The thought of abstaining clearly fills you with dread - which means you must

Harsh? Perhaps but necessary I feel. If it makes you get help, get healthy and have a happier healthier life with your family it's worth the flaming I may get

Addiction sneaks up on people op it doesn't happen overnight and I would say you are in early stages but best you tackle it now.

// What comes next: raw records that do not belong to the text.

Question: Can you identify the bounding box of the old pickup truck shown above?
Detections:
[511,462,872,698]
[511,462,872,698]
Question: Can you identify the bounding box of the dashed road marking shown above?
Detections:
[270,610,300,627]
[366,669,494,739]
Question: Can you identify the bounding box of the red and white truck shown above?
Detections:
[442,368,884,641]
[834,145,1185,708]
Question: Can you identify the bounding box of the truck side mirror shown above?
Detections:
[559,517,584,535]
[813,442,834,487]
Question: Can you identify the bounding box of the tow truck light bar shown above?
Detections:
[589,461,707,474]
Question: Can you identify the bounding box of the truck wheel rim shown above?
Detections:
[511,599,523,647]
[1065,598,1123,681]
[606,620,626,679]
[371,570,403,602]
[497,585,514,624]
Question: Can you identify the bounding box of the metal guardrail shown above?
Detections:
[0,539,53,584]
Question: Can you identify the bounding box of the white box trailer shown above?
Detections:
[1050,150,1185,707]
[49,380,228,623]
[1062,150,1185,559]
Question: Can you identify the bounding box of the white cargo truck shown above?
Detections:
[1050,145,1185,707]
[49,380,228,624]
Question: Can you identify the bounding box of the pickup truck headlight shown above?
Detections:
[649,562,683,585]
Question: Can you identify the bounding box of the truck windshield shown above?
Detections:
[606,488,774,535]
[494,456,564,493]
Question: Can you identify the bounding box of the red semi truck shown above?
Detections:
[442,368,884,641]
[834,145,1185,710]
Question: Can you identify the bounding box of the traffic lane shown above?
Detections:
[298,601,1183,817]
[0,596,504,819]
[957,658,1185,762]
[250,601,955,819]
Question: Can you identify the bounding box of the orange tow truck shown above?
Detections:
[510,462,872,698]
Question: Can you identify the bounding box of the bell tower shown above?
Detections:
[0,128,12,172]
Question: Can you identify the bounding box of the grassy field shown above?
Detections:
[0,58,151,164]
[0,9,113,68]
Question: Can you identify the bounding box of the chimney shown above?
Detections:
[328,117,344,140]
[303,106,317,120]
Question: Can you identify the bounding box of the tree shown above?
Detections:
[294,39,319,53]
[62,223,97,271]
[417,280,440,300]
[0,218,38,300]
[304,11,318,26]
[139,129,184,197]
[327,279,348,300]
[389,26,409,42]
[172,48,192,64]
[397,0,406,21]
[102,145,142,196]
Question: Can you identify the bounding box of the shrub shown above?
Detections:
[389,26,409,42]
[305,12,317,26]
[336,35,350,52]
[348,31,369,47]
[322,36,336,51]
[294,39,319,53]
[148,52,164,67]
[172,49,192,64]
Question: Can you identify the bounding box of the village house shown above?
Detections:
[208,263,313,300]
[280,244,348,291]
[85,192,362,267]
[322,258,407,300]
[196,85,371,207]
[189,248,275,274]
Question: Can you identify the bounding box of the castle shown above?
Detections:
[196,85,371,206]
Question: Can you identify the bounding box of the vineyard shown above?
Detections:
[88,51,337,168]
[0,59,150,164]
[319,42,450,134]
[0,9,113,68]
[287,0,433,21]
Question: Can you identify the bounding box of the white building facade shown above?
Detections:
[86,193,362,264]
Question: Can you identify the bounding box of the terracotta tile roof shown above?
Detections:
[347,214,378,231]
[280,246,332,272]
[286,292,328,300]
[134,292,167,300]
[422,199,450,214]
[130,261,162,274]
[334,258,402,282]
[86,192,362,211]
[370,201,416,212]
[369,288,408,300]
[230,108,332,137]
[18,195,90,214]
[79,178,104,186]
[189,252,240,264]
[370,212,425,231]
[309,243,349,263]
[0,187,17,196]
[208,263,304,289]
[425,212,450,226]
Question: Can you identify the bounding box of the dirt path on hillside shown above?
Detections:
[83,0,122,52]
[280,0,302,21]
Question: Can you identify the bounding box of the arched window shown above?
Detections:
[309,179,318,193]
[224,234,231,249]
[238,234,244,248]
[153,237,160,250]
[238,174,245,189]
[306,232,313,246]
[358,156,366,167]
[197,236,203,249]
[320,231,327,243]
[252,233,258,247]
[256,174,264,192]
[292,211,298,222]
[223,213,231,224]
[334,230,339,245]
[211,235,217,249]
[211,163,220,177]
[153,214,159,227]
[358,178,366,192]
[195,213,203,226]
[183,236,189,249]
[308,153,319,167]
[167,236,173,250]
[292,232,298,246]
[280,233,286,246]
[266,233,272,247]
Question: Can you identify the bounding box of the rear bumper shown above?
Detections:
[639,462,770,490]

kateandme · 13/06/2022 02:24

BitBehind · 12/06/2022 21:20

Bloody hell. unless there is a drip feed coming and you have special needs

Wow

Have you had a drink?

Ok it doesn't matter if the consensus on here is it's not.in your family it was.thats ok.i no a few families that are similar.and if think it too much.but it's not a crutch or a need or can't not do without it.do you come down for your beans on toast and wine because you need it to emotionally cope or feel better? That would make it an issue.if you can't think of how your cope without it.
But there's also a difference between not liking being without it(simply as it's a lovely routine for you) and not coping and depending on it.
And yes there might just be the health element to it.id say that's really the only thing you need to gauge your thoughts on here.as of course too much of anything could be damaging so you don't want that.
But what normal?unless your family were alcoholics.reacted awfully were dependant on drink then it's perfectly fine too( again caveat to health)
It's ok for you to drink differently to everyone else depending on the why.
You have used a few red flag words but still it could be fine.
So it's a little thinking time.but remeber no one on mn knows your life,nor your mental state.so this could be totally fine.